Altro riscosse ch’ei non die’. Colpito
da questa mano con la mazza, súbito
820s’avvoltolò rovescio a mezzo il cocchio;
e tutti gli altri stermino. Or, se Laio
e lo straniero son tutt’uno, chi
piú misero di me, piú inviso ai Numi?
Niuno dei cittadini e niun degli ospiti
825può ricevermi in casa o favellarmi,
ma mi deve scacciare. E lo scongiuro,
io, non già altri, contro me lanciai:
io, con le mani mie che gli diêr morte,
il letto dell’ucciso ora contamino.
830Oh! non son dunque un tristo? Oh, quale macchia
non è su me? Fuggir devo, e, fuggiasco,
veder non posso i cari, avvicinarmi
alla patria non posso; o in nozze unirmi
devo con la mia madre, e il padre uccidere.

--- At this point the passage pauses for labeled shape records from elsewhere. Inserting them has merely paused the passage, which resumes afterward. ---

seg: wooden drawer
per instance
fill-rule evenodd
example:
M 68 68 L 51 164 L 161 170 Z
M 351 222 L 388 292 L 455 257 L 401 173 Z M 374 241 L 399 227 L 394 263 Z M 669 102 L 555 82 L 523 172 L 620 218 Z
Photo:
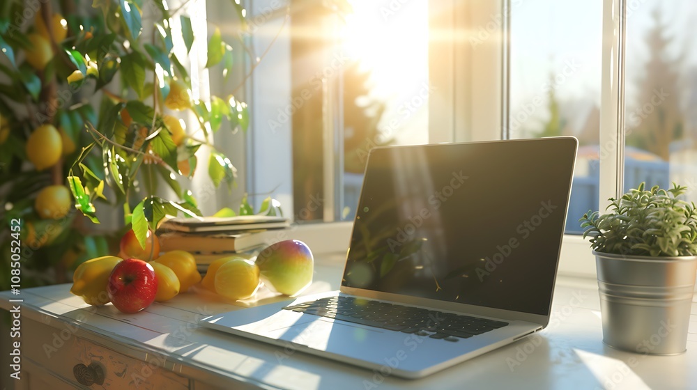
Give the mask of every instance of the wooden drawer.
M 158 357 L 145 357 L 140 361 L 76 336 L 70 327 L 61 321 L 52 321 L 60 329 L 25 319 L 22 333 L 31 337 L 22 340 L 22 352 L 36 365 L 79 389 L 128 389 L 139 390 L 182 390 L 190 389 L 187 378 L 163 367 Z M 90 387 L 80 384 L 73 373 L 76 365 L 94 364 L 102 368 L 104 383 Z M 93 366 L 94 367 L 94 366 Z M 84 368 L 83 368 L 84 369 Z M 92 370 L 92 374 L 94 370 Z

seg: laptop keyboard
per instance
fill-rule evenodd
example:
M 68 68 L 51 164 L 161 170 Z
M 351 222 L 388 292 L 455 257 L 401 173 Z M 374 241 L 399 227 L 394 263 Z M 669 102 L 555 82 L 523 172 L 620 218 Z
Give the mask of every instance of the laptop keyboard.
M 283 309 L 447 341 L 468 338 L 508 325 L 503 321 L 342 295 Z

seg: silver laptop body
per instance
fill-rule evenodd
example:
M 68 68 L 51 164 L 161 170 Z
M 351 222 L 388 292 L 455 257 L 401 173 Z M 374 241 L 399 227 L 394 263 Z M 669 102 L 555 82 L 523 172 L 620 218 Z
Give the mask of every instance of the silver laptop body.
M 340 290 L 215 315 L 201 325 L 408 378 L 541 330 L 549 321 L 577 146 L 575 138 L 556 137 L 374 149 Z M 318 299 L 328 309 L 318 312 Z M 378 309 L 372 320 L 356 320 L 337 315 L 337 301 L 350 303 L 348 313 Z M 390 330 L 411 323 L 390 313 L 418 313 L 419 330 Z M 461 322 L 484 324 L 475 329 L 485 332 L 448 334 Z

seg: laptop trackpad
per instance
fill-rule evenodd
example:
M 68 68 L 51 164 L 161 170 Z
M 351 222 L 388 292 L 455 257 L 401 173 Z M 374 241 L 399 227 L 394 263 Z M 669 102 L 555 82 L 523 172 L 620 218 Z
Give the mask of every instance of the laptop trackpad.
M 309 316 L 309 315 L 306 315 Z M 303 315 L 305 317 L 305 315 Z M 325 350 L 330 340 L 365 338 L 367 333 L 383 333 L 382 329 L 332 322 L 331 320 L 316 317 L 291 326 L 270 332 L 272 338 L 285 340 L 311 348 Z

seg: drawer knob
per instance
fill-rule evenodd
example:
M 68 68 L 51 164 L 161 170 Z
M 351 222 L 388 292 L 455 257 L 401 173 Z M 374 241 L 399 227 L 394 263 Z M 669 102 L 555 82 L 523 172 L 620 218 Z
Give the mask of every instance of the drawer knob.
M 92 373 L 94 375 L 95 383 L 100 386 L 104 384 L 104 368 L 102 368 L 101 364 L 93 361 L 87 366 L 87 368 L 91 370 Z
M 84 386 L 92 386 L 95 382 L 94 370 L 82 363 L 72 368 L 72 374 L 77 382 Z

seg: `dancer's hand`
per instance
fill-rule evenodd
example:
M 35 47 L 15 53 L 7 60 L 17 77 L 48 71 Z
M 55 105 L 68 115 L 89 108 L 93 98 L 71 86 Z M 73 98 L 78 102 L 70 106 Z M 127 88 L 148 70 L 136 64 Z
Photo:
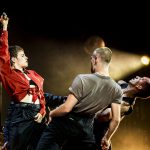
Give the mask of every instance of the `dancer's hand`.
M 38 122 L 38 123 L 41 123 L 42 122 L 42 119 L 43 119 L 43 116 L 40 114 L 40 113 L 37 113 L 36 116 L 34 116 L 34 121 Z

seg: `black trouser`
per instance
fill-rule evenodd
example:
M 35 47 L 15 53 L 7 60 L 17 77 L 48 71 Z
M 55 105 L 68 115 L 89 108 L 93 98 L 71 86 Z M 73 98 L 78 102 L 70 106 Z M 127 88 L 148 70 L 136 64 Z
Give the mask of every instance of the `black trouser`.
M 93 128 L 94 128 L 93 132 L 95 135 L 97 150 L 102 150 L 101 140 L 109 128 L 109 121 L 108 122 L 99 122 L 98 120 L 95 119 Z M 108 150 L 111 150 L 111 146 L 109 147 Z
M 77 117 L 72 114 L 53 118 L 44 130 L 37 150 L 60 150 L 68 139 L 80 141 L 83 150 L 94 150 L 93 118 Z
M 36 146 L 37 142 L 34 141 L 38 140 L 40 132 L 44 129 L 44 124 L 34 121 L 34 116 L 39 110 L 40 106 L 35 104 L 10 105 L 4 127 L 4 136 L 8 135 L 8 150 L 27 150 L 30 143 Z M 33 145 L 32 147 L 34 147 Z

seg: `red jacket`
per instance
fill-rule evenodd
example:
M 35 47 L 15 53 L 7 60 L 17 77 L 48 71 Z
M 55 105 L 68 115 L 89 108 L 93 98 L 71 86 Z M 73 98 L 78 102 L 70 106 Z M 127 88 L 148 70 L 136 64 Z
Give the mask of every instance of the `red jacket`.
M 44 79 L 33 70 L 26 70 L 26 72 L 28 77 L 38 86 L 37 94 L 41 105 L 40 113 L 43 115 L 45 114 Z M 7 31 L 2 31 L 0 36 L 0 79 L 7 93 L 15 102 L 20 102 L 29 93 L 29 81 L 20 70 L 11 68 Z

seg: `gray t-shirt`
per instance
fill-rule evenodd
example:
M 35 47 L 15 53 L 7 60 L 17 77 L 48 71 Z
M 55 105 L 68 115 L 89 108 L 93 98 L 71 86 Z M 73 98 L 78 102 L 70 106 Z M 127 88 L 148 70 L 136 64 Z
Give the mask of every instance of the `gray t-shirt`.
M 77 75 L 69 91 L 78 99 L 73 111 L 83 115 L 94 115 L 122 100 L 120 86 L 112 78 L 96 73 Z

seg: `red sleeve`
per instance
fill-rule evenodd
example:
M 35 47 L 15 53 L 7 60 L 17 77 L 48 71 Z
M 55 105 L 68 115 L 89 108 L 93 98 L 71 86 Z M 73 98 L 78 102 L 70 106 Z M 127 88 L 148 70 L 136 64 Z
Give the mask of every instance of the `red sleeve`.
M 41 110 L 40 110 L 40 114 L 42 115 L 42 116 L 45 116 L 45 114 L 46 114 L 46 109 L 45 109 L 45 97 L 44 97 L 44 94 L 43 94 L 43 92 L 41 92 L 42 94 L 42 97 L 41 97 L 41 99 L 40 99 L 40 105 L 41 105 Z
M 10 71 L 10 55 L 8 51 L 8 32 L 2 31 L 0 35 L 0 72 Z

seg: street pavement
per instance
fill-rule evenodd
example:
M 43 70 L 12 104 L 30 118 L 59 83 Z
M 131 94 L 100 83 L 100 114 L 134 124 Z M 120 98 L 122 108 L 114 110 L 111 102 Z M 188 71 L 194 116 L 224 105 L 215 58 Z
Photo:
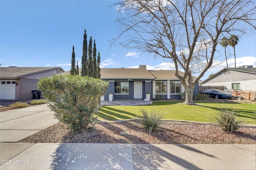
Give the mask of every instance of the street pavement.
M 43 104 L 0 115 L 1 170 L 256 169 L 255 144 L 20 143 L 57 123 L 53 112 Z

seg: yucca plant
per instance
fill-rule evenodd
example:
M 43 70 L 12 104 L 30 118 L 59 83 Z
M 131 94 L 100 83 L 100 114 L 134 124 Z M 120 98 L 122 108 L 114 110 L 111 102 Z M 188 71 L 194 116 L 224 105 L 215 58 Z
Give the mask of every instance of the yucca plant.
M 46 104 L 47 103 L 47 100 L 45 99 L 40 99 L 31 100 L 30 104 L 32 105 L 38 105 L 39 104 Z
M 228 108 L 218 109 L 216 115 L 213 117 L 215 122 L 224 131 L 235 132 L 244 124 L 243 120 L 237 118 L 238 111 Z
M 12 109 L 18 109 L 19 108 L 24 108 L 29 106 L 29 105 L 25 102 L 21 102 L 20 101 L 16 102 L 14 103 L 11 104 L 8 106 L 10 108 Z
M 149 130 L 150 133 L 152 131 L 159 128 L 162 124 L 161 119 L 164 115 L 162 111 L 157 112 L 154 107 L 150 111 L 142 107 L 139 107 L 139 109 L 142 115 L 141 117 L 137 117 L 137 118 L 140 123 L 143 125 L 145 129 Z

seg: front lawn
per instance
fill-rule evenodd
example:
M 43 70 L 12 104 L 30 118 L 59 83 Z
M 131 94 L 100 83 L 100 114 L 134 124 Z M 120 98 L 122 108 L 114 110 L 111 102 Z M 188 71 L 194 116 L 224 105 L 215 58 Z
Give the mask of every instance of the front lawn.
M 238 111 L 238 117 L 244 119 L 246 124 L 256 125 L 256 106 L 253 104 L 223 103 L 197 102 L 200 105 L 186 106 L 182 102 L 166 101 L 155 102 L 152 105 L 142 106 L 104 106 L 98 114 L 100 121 L 115 121 L 135 119 L 140 115 L 139 107 L 146 107 L 152 109 L 153 106 L 157 111 L 162 111 L 165 114 L 164 119 L 185 120 L 203 122 L 213 122 L 211 119 L 220 107 L 235 109 Z

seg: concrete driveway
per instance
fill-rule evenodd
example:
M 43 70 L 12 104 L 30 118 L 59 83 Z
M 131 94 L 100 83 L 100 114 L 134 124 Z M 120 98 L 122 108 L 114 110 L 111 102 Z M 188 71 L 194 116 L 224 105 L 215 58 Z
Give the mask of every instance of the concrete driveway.
M 0 113 L 0 142 L 17 142 L 57 123 L 47 104 Z

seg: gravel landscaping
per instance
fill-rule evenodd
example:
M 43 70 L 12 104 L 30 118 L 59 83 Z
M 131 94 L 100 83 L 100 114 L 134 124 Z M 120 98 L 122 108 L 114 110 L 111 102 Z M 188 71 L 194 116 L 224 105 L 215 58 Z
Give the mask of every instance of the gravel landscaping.
M 92 132 L 76 133 L 58 123 L 19 141 L 21 143 L 102 143 L 151 144 L 256 144 L 256 129 L 243 127 L 234 133 L 216 125 L 164 121 L 149 134 L 134 121 L 98 123 Z
M 31 100 L 21 102 L 30 103 Z M 0 109 L 16 101 L 1 102 Z M 2 101 L 1 101 L 2 102 Z M 244 127 L 236 133 L 225 132 L 214 124 L 164 121 L 158 131 L 150 134 L 136 121 L 98 123 L 95 129 L 76 133 L 58 123 L 19 141 L 21 143 L 134 144 L 256 144 L 256 128 Z

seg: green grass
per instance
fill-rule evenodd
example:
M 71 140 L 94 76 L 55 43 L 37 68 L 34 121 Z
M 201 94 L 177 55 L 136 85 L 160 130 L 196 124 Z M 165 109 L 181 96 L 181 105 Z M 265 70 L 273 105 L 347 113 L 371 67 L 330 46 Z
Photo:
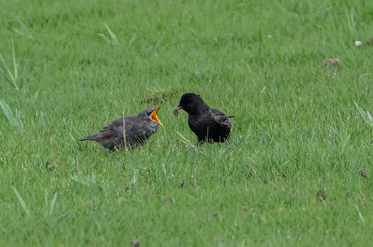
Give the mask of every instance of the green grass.
M 373 1 L 106 1 L 1 4 L 0 245 L 371 246 Z M 230 148 L 172 114 L 189 91 L 236 116 Z M 164 127 L 76 141 L 125 103 Z

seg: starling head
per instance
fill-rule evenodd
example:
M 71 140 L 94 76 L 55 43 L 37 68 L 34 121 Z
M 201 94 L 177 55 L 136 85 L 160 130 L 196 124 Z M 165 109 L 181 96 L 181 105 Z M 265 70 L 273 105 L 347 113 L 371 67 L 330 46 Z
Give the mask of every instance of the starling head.
M 176 111 L 180 109 L 182 109 L 189 115 L 198 114 L 208 110 L 209 106 L 198 94 L 187 93 L 183 94 L 179 105 L 174 108 Z
M 157 113 L 159 109 L 161 108 L 162 106 L 159 106 L 158 107 L 154 109 L 147 109 L 141 111 L 137 114 L 137 116 L 143 121 L 145 121 L 150 124 L 152 124 L 152 121 L 155 122 L 158 124 L 163 126 L 162 123 L 158 118 L 157 116 Z

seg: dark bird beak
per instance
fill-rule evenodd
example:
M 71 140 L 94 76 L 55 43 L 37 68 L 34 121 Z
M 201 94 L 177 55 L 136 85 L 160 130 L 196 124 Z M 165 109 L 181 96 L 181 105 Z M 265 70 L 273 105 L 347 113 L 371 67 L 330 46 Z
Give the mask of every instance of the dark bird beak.
M 157 116 L 157 113 L 159 110 L 159 109 L 161 108 L 162 106 L 159 106 L 156 108 L 154 108 L 151 111 L 151 113 L 150 113 L 150 118 L 151 118 L 152 121 L 155 121 L 157 123 L 159 124 L 161 126 L 163 126 L 163 125 L 162 124 L 162 123 L 160 121 L 158 118 L 158 116 Z
M 178 110 L 180 110 L 180 109 L 182 109 L 183 107 L 181 106 L 176 106 L 173 109 L 173 110 L 172 111 L 172 112 L 173 113 L 173 114 L 176 116 L 178 116 L 179 115 L 179 112 L 178 111 Z

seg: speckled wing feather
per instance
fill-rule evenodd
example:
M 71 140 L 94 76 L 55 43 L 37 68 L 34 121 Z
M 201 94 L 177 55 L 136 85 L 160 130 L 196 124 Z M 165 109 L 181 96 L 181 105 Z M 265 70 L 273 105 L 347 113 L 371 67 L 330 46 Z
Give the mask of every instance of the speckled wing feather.
M 214 108 L 210 108 L 209 111 L 211 116 L 220 126 L 224 128 L 232 128 L 233 123 L 225 114 Z
M 117 138 L 119 135 L 123 135 L 123 127 L 117 124 L 119 122 L 122 122 L 122 118 L 120 118 L 94 134 L 82 138 L 80 140 L 91 140 L 99 141 Z
M 117 137 L 118 137 L 118 133 L 120 132 L 118 131 L 118 128 L 117 126 L 115 126 L 112 124 L 107 125 L 96 133 L 96 138 L 98 140 L 106 140 Z M 123 128 L 121 129 L 123 129 Z M 123 135 L 123 130 L 122 130 L 121 132 Z

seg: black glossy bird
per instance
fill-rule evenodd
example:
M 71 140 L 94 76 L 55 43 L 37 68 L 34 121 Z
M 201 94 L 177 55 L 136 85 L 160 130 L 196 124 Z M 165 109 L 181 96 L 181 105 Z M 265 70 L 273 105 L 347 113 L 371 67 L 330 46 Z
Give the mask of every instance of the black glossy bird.
M 233 116 L 210 107 L 200 95 L 191 93 L 183 94 L 179 105 L 174 108 L 175 116 L 180 109 L 188 113 L 188 125 L 200 143 L 223 143 L 229 138 L 233 125 L 229 118 Z
M 157 112 L 161 107 L 147 109 L 136 116 L 125 117 L 126 143 L 129 146 L 137 147 L 142 145 L 162 125 Z M 119 148 L 124 145 L 123 136 L 123 118 L 119 118 L 93 135 L 78 141 L 95 141 L 109 150 Z

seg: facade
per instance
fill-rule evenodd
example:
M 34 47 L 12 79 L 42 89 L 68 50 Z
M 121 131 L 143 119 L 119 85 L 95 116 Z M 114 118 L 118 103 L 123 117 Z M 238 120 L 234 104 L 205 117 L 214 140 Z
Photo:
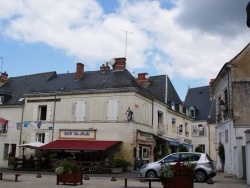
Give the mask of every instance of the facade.
M 192 141 L 194 148 L 200 146 L 203 152 L 216 160 L 215 100 L 210 96 L 210 86 L 189 88 L 184 105 L 192 121 Z
M 7 154 L 34 154 L 32 149 L 18 147 L 32 142 L 42 142 L 42 151 L 64 157 L 102 160 L 120 156 L 132 164 L 137 159 L 153 161 L 157 139 L 164 144 L 157 154 L 177 151 L 186 136 L 168 138 L 168 113 L 174 114 L 178 124 L 191 122 L 191 118 L 169 109 L 167 101 L 171 98 L 167 94 L 173 88 L 161 90 L 164 100 L 152 92 L 158 78 L 163 78 L 166 86 L 169 78 L 148 78 L 142 73 L 136 79 L 126 69 L 125 58 L 115 58 L 111 66 L 103 64 L 98 71 L 84 71 L 84 65 L 77 63 L 76 73 L 5 77 L 0 87 L 0 117 L 6 120 L 1 124 L 8 131 L 0 134 L 4 151 L 0 166 L 7 166 Z M 184 144 L 192 147 L 191 143 Z
M 226 63 L 212 91 L 216 100 L 216 144 L 225 149 L 224 171 L 238 178 L 246 177 L 246 136 L 250 128 L 250 45 Z M 217 168 L 222 168 L 217 156 Z

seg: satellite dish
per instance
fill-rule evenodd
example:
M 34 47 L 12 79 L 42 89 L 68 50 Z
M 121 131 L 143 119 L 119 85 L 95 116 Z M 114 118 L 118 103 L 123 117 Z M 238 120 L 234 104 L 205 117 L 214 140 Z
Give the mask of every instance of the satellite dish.
M 110 59 L 110 60 L 109 60 L 109 64 L 110 64 L 111 66 L 113 66 L 113 65 L 115 64 L 115 59 Z

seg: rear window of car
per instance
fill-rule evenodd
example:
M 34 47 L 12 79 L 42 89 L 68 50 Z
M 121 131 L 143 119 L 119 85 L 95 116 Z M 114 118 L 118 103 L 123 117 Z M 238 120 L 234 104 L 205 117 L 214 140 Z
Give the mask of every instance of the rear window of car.
M 208 154 L 206 154 L 206 157 L 209 161 L 213 161 L 213 159 L 210 158 L 210 156 Z
M 181 154 L 180 161 L 198 161 L 200 157 L 201 154 L 183 153 Z

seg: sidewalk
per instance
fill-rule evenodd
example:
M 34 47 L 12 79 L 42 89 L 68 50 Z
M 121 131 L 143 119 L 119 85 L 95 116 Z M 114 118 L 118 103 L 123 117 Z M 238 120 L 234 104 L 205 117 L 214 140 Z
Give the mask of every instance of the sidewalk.
M 43 174 L 41 172 L 41 178 L 37 178 L 35 173 L 23 173 L 18 177 L 18 182 L 14 181 L 13 174 L 3 174 L 3 180 L 0 180 L 0 187 L 4 188 L 55 188 L 55 187 L 74 187 L 72 185 L 56 185 L 56 175 Z M 89 174 L 90 180 L 83 180 L 83 185 L 77 185 L 76 187 L 84 188 L 123 188 L 124 179 L 116 178 L 117 181 L 111 181 L 110 177 L 92 177 Z M 213 178 L 213 184 L 207 183 L 194 183 L 194 188 L 250 188 L 246 185 L 246 181 L 238 180 L 234 177 L 226 178 L 223 173 L 217 173 L 217 176 Z M 130 188 L 146 188 L 148 182 L 140 182 L 136 180 L 128 180 L 128 187 Z M 160 182 L 152 182 L 152 188 L 162 188 Z

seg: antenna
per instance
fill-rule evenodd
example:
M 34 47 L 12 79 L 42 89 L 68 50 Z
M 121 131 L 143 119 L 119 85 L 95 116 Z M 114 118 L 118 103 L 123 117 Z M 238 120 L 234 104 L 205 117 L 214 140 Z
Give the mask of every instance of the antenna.
M 3 73 L 3 57 L 0 57 L 0 59 L 2 59 L 1 73 Z
M 127 31 L 127 30 L 122 30 L 122 29 L 121 29 L 121 31 L 126 32 L 126 45 L 125 45 L 125 58 L 126 58 L 126 55 L 127 55 L 127 43 L 128 43 L 128 33 L 129 34 L 133 34 L 133 33 L 130 32 L 130 31 Z

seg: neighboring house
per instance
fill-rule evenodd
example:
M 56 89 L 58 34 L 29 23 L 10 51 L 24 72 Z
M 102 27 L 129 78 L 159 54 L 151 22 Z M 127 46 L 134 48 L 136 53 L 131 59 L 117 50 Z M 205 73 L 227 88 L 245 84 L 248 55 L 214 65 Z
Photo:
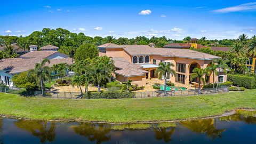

835Oh! Chi dicesse che tal sorte è l’opera
d’un Dio crudele, sbaglierebbe ei forse?
Ah, ch’io non vegga, oh reverenza somma
dei Numi, ah, ch’io non vegga un giorno simile!
Via sparisca dal mondo, anzi ch’io scopra
840di sciagura su me macchia sí turpe!
corifeo
Di ciò che dici, o re, siamo sgomenti;
ma sin che giunga quei che vide, spera!